The television news shows were filled last week with titillating pictures of Obama’s pastor, the Rev. Jeremiah Wright, pounding a pulpit, denouncing American racism and making some rather bizarre claims about governmental responsibility for AIDS and other social ills. If you just read the words without context, they certainly make Wright seem un-American.

Obama critics and commentators, including some of the major liberal voices on television, have demanded that Obama denounce his pastor and renounce his ill-fated membership in Trinity United Church of Christ in Chicago. The fact that he hasn’t proves guilt by association is guilt, indeed, they say.

There has been guilt by association practiced in this issue, but the victim was not Barack Obama. The victim was Jeremiah Wright, whose reputation as a pastor has been trashed across the world because of his association with Obama.

I have never met Wright. He and I are each ordained clergy of the United Church of Christ, a predominantly white denomination that traces its history to the Pilgrims.

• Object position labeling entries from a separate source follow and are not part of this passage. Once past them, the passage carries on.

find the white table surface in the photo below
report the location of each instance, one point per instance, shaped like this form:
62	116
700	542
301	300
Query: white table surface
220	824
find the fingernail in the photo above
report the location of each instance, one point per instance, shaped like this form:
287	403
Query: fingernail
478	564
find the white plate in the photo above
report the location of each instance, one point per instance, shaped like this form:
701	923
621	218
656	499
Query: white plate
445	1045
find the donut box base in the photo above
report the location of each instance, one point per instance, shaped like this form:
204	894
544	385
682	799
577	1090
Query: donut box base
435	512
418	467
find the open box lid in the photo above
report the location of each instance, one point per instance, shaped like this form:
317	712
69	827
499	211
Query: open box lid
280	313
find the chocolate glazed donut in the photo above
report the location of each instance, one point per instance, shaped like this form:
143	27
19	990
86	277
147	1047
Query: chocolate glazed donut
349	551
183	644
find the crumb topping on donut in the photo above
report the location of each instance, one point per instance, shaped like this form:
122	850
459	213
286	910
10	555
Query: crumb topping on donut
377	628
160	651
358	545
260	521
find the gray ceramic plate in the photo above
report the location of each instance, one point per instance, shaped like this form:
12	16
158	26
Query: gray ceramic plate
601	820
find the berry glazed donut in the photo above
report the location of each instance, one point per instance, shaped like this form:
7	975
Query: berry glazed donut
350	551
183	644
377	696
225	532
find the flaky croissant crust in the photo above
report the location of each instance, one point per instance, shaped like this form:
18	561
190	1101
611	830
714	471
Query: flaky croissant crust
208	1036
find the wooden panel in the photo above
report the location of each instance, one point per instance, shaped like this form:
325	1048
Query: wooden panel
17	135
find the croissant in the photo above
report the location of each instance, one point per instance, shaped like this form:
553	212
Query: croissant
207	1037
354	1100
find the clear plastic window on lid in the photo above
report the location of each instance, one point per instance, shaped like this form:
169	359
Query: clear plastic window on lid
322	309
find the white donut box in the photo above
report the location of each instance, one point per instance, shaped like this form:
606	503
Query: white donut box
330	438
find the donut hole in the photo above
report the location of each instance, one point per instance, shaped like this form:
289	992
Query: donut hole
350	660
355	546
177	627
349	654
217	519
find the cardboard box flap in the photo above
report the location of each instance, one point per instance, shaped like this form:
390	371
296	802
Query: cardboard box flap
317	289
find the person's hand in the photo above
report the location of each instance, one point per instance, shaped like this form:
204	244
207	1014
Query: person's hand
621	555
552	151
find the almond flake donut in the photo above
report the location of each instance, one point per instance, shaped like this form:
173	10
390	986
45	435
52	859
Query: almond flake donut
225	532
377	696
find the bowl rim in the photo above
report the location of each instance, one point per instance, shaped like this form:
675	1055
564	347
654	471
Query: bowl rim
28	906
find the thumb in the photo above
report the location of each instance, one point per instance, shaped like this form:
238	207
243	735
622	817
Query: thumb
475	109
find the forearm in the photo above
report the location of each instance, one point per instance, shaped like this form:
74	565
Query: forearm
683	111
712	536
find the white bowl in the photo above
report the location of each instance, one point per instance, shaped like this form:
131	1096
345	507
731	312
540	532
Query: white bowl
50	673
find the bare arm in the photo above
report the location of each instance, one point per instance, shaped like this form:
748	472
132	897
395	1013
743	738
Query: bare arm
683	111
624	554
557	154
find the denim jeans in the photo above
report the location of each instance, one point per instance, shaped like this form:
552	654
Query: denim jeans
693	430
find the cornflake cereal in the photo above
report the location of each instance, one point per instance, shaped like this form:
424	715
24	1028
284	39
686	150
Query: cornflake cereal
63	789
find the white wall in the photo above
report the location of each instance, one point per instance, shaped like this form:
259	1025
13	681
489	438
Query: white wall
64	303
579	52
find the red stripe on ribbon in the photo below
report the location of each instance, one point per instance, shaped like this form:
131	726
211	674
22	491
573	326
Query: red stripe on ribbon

I’ve never heard him preach, and I’ve never set foot in his Chicago church.

But I do know this: Virtually everything we know about Wright comes from three snippets of three sermons, preached over a period of years, spliced together into one 30-second sound bite and replayed endlessly on cable TV. Those snippets were incendiary, but they were snippets. They weren’t sermons or even completed ideas.

And I do know this: We in the media used those three snippets to represent an entire 36-year ministry. During all those years, Wright helped build Trinity UCC from a congregation of 87 to a congregation of more than 8,000, one that includes gang-bangers, judges, doctors and a potential president of the United States. You don’t do that by preaching hate.

No one can build a congregation by preaching hate. Wright didn’t. Conservative pastors such as Jerry Falwell didn’t. People won’t show up year after year to hear hate. They may listen to it on radio or television, but they won’t do so in church.

I do know that my fellow UCC clergy in Madison have, over the years, taken their youth groups to visit Wright’s congregation. They have told me, time and again, that the kids came back inspired by the church’s ministry to the poor and by its lively worship.

If Wright’s message was one of hate, just why is it that no hate has come from his church? Why is it that all those scouring Obama’s record haven’t found a single incident of racism? Why is it that so many Madison white folk who have attended church there have been welcomed with warmth and with respect?

Wouldn’t we do better to judge a pastor and his church on their record and not on sound bites?